Diskin Sharon J, Li Mingyao, Hou Cuiping, Yang Shuzhang, Glessner Joseph, Hakonarson Hakon, Bucan Maja, Maris John M, Wang Kai
Center for Childhood Cancer Research, Children's Hospital of Philadelphia, Philadelphia, PA 19104, USA.
Nucleic Acids Res. 2008 Nov;36(19):e126. doi: 10.1093/nar/gkn556. Epub 2008 Sep 10.
Whole-genome microarrays with large-insert clones designed to determine DNA copy number often show variation in hybridization intensity that is related to the genomic position of the clones. We found these 'genomic waves' to be present in Illumina and Affymetrix SNP genotyping arrays, confirming that they are not platform-specific. The causes of genomic waves are not well-understood, and they may prevent accurate inference of copy number variations (CNVs). By measuring DNA concentration for 1444 samples and by genotyping the same sample multiple times with varying DNA quantity, we demonstrated that DNA quantity correlates with the magnitude of waves. We further showed that wavy signal patterns correlate best with GC content, among multiple genomic features considered. To measure the magnitude of waves, we proposed a GC-wave factor (GCWF) measure, which is a reliable predictor of DNA quantity (correlation coefficient = 0.994 based on samples with serial dilution). Finally, we developed a computational approach by fitting regression models with GC content included as a predictor variable, and we show that this approach improves the accuracy of CNV detection. With the wide application of whole-genome SNP genotyping techniques, our wave adjustment method will be important for taking full advantage of genotyped samples for CNV analysis.

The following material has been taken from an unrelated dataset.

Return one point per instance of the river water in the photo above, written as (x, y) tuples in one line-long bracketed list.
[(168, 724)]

旨在确定DNA拷贝数的带有大插入片段克隆的全基因组微阵列,常常显示出与克隆的基因组位置相关的杂交强度变化。我们发现这些“基因组波”存在于Illumina和Affymetrix SNP基因分型阵列中,证实它们并非特定于某个平台。基因组波的成因尚未得到很好的理解,它们可能会妨碍对拷贝数变异(CNV)的准确推断。通过测量1444个样本的DNA浓度,并对同一样本使用不同的DNA量进行多次基因分型,我们证明了DNA量与波的幅度相关。在考虑的多个基因组特征中,我们进一步表明波浪状信号模式与GC含量的相关性最佳。为了测量波的幅度,我们提出了一种GC波因子(GCWF)测量方法,它是DNA量的可靠预测指标(基于系列稀释样本的相关系数 = 0.994)。最后,我们通过将GC含量作为预测变量纳入回归模型拟合,开发了一种计算方法,并且我们表明这种方法提高了CNV检测的准确性。随着全基因组SNP基因分型技术的广泛应用,我们的波调整方法对于充分利用基因分型样本进行CNV分析将具有重要意义。